Risk Preferences and Field Behavior: The Relevance of Higher-Order Risk Preferences

That is the title of a recent paper by Schneider and Sutter (2026). While many people are familiar with the concept of risk aversion, the dispersion of outcomes (i.e., risk) is not the only thing that matters. The skewness of distribution (prudence) and risk in the tails of the distribution (temperance) matters. For instance, prudent individuals may be more likely to play the lottery since downside risk is moderate, but there is a very high upside (risk are right skewed).

Key questions in the literature are how prudent/temperate are people and does prudent/temperate preference matter for real-world behaviors. The Schneider and Sutter paper aims to answer these questions. I summarize the paper below.

Methodology

The authors surveyed 658 children and adolescents, aged 10 to 21 years. Their methodology relied on estimating respondents certainty equivalents. Certainty equivalent is the sure amount of money that makes a subject indifferent between a lottery and a sure amount of money. The specific approach the authors use is a bisection approach where participants choose between a sure payoff and a lottery in an iterative manner. Specifically,

The choice in the first decision task was between 70 taler for sure and an equal chance of getting zero or 140 taler…If a subject chose the sure payoff, the amount of the sure payoff would
be decreased in the next iteration, whereas if they chose the lottery, the sure payoff would be increased. From three such iterations, we approximate indifference amounts for a specific lottery, i.e., the certainty equivalents, by taking the mid-point of the interval in which it must lie

The authors then elicit certainty equivalents between the other points in the 0 to 140 taler choice space based on what the certainty equivalent was for the original paper. The authors validate the approach by having the respondents choose between left- and right-skewed lotteries–specifically (30, 70, 100, 100) vs. (50, 50, 80, 120) where each of the 4 outcomes has a 25% chance. Note that two paired lotteries have the same expected value.

Results

The authors found that individuals were risk averse (Arrow-Pratt coefficient of risk aversion,
expressed in standard deviations, of r = 0.46 (median: 0.35)). Females were more risk-averse than males.

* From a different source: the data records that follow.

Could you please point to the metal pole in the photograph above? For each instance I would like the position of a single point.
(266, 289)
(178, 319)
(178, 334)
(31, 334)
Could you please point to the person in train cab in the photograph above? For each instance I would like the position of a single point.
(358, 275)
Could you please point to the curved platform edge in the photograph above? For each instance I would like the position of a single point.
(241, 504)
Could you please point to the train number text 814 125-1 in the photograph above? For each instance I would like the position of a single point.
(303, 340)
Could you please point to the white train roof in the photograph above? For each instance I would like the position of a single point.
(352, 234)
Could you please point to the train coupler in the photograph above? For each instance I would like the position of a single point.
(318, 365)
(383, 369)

The authors also found that 67% of respondents were prudent as well. “The mean (median) value of the simple prudence measure, expressed in standard deviations, is pCE = 0.80 (0.36) , with 0 indicating prudence neutrality.” Fifty seven percent of respondents were also temperate. The mean (median) Denuit-Eeckhoudt measure of temperance was = 0.30 (0.02).

Relevance to health care

Do these findings matter for health care? It turns out the answer is ‘yes’. The authors look at unhealthy behaviors (e.g., high BMI, lack of physical activity, smoking and drinking), as well as addictive smart phone use and relate these behaviors to measures of risk aversion, prudence and temperance.

Most importantly, prudence is strongly related to health-related behavior, but risk
aversion is not. This holds particularly true for addictive behavior like the obsessive
use of smartphones, but also extends to including smoking and drinking, or being
overweight

Moreover, risk preferences matter wen using generalized and risk-adjusted cost effectiveness analysis (GRACE). While GRACE relies on risk preferences over quality of life outcomes (rather than financial outcomes), these findings–and the bisection methodology–is highly relevant to that literature as well.